Another situation where it doesn't apply is a rocket blasting off. Here, there is another force: the force of the hot gases that the rocket is expelling out its rear end. As long as those forces continue, that rocket's not going to find its way to the ground. If those forces stop, then the rocket may nevertheless have enough kinetic energy to leave the solar system. (One could fix the principle by saying that it either ends up at a potential energy minimum or else "at infinity", perhaps.)

Another situation where it doesn't apply is static friction. There are lots of things on my desk that, if humanity disappeared tomorrow, would I suppose eventually get jostled to the floor as plants and animals reclaim Kansas City. But my desk stays together because of static friction of screws, and the stuff on my desk stays on my desk due to its static friction with that surface.
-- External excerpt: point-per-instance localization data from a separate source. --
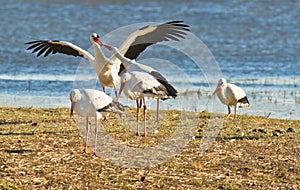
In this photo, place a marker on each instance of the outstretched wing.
(139, 40)
(47, 47)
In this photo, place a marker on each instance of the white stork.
(141, 86)
(231, 95)
(132, 65)
(93, 103)
(108, 69)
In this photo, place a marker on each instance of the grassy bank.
(43, 149)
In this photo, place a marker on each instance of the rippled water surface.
(255, 44)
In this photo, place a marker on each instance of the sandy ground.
(43, 149)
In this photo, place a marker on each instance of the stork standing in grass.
(231, 95)
(132, 65)
(108, 69)
(93, 103)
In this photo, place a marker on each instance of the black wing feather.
(173, 30)
(48, 47)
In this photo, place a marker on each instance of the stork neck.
(123, 59)
(100, 59)
(99, 56)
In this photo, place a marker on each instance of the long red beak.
(72, 108)
(120, 91)
(97, 40)
(217, 89)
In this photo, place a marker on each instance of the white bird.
(231, 95)
(141, 86)
(93, 103)
(107, 69)
(132, 65)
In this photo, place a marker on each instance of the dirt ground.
(43, 149)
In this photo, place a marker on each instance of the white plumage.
(141, 86)
(107, 69)
(92, 103)
(231, 95)
(132, 65)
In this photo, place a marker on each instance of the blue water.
(256, 45)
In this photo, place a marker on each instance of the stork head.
(221, 83)
(124, 79)
(95, 38)
(75, 96)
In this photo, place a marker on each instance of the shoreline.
(43, 148)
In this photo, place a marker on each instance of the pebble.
(290, 130)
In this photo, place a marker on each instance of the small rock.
(275, 134)
(143, 178)
(290, 130)
(261, 131)
(279, 131)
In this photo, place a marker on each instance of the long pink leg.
(234, 111)
(145, 116)
(157, 109)
(96, 131)
(86, 135)
(104, 90)
(138, 107)
(229, 112)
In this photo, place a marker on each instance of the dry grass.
(42, 149)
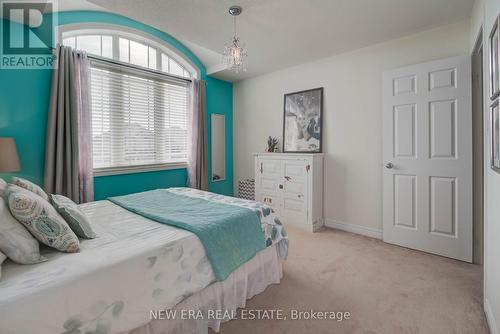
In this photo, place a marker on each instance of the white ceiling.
(283, 33)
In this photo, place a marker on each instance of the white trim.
(75, 29)
(138, 169)
(353, 228)
(490, 318)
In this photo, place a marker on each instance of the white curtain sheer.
(197, 137)
(68, 155)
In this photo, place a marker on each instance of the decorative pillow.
(75, 218)
(29, 186)
(15, 241)
(42, 220)
(2, 258)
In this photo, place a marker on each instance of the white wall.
(352, 133)
(484, 14)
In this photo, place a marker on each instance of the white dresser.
(292, 184)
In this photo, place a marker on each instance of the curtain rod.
(134, 67)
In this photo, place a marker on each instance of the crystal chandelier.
(235, 54)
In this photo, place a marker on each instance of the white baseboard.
(357, 229)
(490, 318)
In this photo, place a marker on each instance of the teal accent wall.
(24, 100)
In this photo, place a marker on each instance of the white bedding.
(111, 284)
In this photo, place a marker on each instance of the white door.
(427, 156)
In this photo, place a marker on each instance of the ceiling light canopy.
(235, 54)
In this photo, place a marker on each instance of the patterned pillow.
(29, 186)
(2, 258)
(15, 241)
(75, 218)
(42, 220)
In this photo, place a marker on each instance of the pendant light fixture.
(235, 54)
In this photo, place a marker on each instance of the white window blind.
(138, 117)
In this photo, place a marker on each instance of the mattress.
(112, 284)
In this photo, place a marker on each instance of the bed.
(124, 280)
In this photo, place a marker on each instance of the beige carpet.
(387, 289)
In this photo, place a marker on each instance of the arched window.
(128, 47)
(139, 116)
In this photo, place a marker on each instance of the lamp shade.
(9, 161)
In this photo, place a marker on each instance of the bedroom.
(276, 166)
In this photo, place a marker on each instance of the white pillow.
(42, 220)
(2, 258)
(23, 183)
(15, 240)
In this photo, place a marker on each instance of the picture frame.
(494, 53)
(303, 121)
(495, 136)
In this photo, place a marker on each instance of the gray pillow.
(29, 186)
(42, 220)
(75, 218)
(15, 241)
(2, 258)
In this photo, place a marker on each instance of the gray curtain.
(68, 155)
(197, 138)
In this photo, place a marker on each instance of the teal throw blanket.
(230, 234)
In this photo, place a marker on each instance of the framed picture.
(495, 136)
(494, 60)
(302, 118)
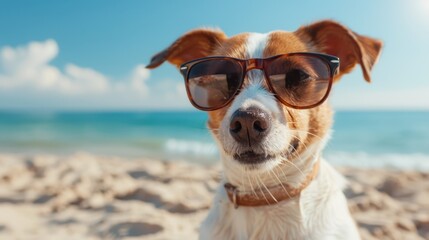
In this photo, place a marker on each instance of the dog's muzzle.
(249, 126)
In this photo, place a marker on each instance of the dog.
(265, 96)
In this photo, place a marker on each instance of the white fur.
(319, 212)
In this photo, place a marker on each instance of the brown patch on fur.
(233, 47)
(310, 124)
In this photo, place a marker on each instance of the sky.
(91, 55)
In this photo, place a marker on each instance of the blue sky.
(90, 55)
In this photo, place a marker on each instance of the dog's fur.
(320, 211)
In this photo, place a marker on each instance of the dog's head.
(255, 131)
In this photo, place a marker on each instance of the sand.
(84, 196)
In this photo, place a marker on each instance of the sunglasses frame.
(332, 62)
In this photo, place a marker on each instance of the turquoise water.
(397, 139)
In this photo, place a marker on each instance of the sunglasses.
(298, 80)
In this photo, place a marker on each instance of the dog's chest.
(282, 221)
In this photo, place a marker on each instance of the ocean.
(360, 138)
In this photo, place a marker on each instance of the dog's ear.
(192, 45)
(335, 39)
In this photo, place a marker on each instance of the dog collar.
(268, 196)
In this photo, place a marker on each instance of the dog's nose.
(249, 126)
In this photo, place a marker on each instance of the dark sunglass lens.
(301, 81)
(212, 83)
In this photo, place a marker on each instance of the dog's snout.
(249, 126)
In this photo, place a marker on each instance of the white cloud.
(29, 80)
(29, 67)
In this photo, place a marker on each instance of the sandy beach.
(83, 196)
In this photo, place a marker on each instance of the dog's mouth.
(253, 158)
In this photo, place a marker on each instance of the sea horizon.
(363, 138)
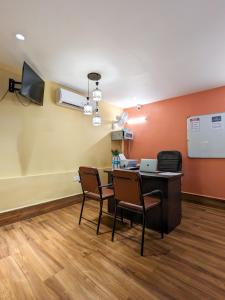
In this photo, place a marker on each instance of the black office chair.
(169, 161)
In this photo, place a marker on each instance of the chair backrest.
(169, 161)
(89, 179)
(127, 186)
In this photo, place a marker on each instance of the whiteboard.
(206, 136)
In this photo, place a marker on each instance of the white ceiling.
(146, 50)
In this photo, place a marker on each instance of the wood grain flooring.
(52, 257)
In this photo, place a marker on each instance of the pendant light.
(97, 96)
(97, 93)
(87, 107)
(96, 121)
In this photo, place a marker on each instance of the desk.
(170, 185)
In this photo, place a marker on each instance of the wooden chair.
(128, 195)
(92, 188)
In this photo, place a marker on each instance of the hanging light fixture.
(87, 107)
(97, 96)
(97, 93)
(96, 121)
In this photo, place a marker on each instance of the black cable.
(23, 103)
(3, 97)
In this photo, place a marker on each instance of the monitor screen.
(32, 85)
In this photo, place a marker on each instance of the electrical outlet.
(76, 178)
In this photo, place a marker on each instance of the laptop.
(149, 165)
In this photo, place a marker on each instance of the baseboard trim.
(36, 210)
(212, 202)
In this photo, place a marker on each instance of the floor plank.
(52, 257)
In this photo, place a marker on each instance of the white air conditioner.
(70, 99)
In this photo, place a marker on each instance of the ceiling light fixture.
(96, 121)
(97, 96)
(20, 37)
(87, 107)
(97, 93)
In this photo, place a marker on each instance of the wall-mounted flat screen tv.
(32, 86)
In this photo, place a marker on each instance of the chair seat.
(106, 193)
(149, 203)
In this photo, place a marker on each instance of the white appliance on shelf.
(149, 165)
(127, 163)
(123, 134)
(71, 99)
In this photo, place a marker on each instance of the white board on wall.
(206, 136)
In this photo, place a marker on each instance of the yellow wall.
(41, 147)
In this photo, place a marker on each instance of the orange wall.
(166, 129)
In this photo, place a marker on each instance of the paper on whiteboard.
(195, 124)
(217, 122)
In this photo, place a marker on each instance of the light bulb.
(88, 108)
(96, 121)
(97, 94)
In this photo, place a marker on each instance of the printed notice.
(195, 124)
(217, 122)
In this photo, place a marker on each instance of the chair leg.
(99, 217)
(143, 235)
(82, 207)
(114, 223)
(131, 222)
(162, 224)
(121, 213)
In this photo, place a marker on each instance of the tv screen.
(32, 85)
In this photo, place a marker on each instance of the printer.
(127, 163)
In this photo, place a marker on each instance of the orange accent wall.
(166, 129)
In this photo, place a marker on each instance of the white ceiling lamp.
(97, 93)
(96, 121)
(20, 37)
(88, 110)
(97, 96)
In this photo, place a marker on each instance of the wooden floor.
(51, 257)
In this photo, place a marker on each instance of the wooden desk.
(170, 185)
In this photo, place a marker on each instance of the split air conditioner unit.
(70, 99)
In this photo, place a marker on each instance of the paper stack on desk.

Static friction holds things together in such a way that there is no motion, hence there is no drag force, hence the power is not being dissipated.

As you have noticed, there is a "combination" of these other systems, burning food chemically to engage muscles so that a biological system can use static friction to ascend a mountain, where we end up violating the principle. That's OK, because it was just a useful little rule of thumb in the first place. It doesn't have the status of a fundamental Theory of Physics or anything.

There is a principle which is a little like it, known as the Second Law of Thermodynamics, which does indeed apply here too. One way to phrase it is, "to transfer the energy in a degree of freedom further away from the average, other degrees of freedom always need to go closer to the average commensurately." Our uncertainty about where energy is in the various degrees of freedom of a system can be quantified as a number called entropy. The way that you increase your gravitational-potential-energy degree of freedom when you climb up a mountain is by taking stockpiles of chemical energy in the form of food and stored fat, burning them up (lowering their energy to be much closer to the environment's) with a biochemical process which causes your muscles to store and expel energy, and you use your intelligence and a concerted motion of these muscles to push yourself up the mountain (using those muscles' energy to raise the gravitational energy of your center of mass). Indeed, you cannot do it if you are severely malnourished.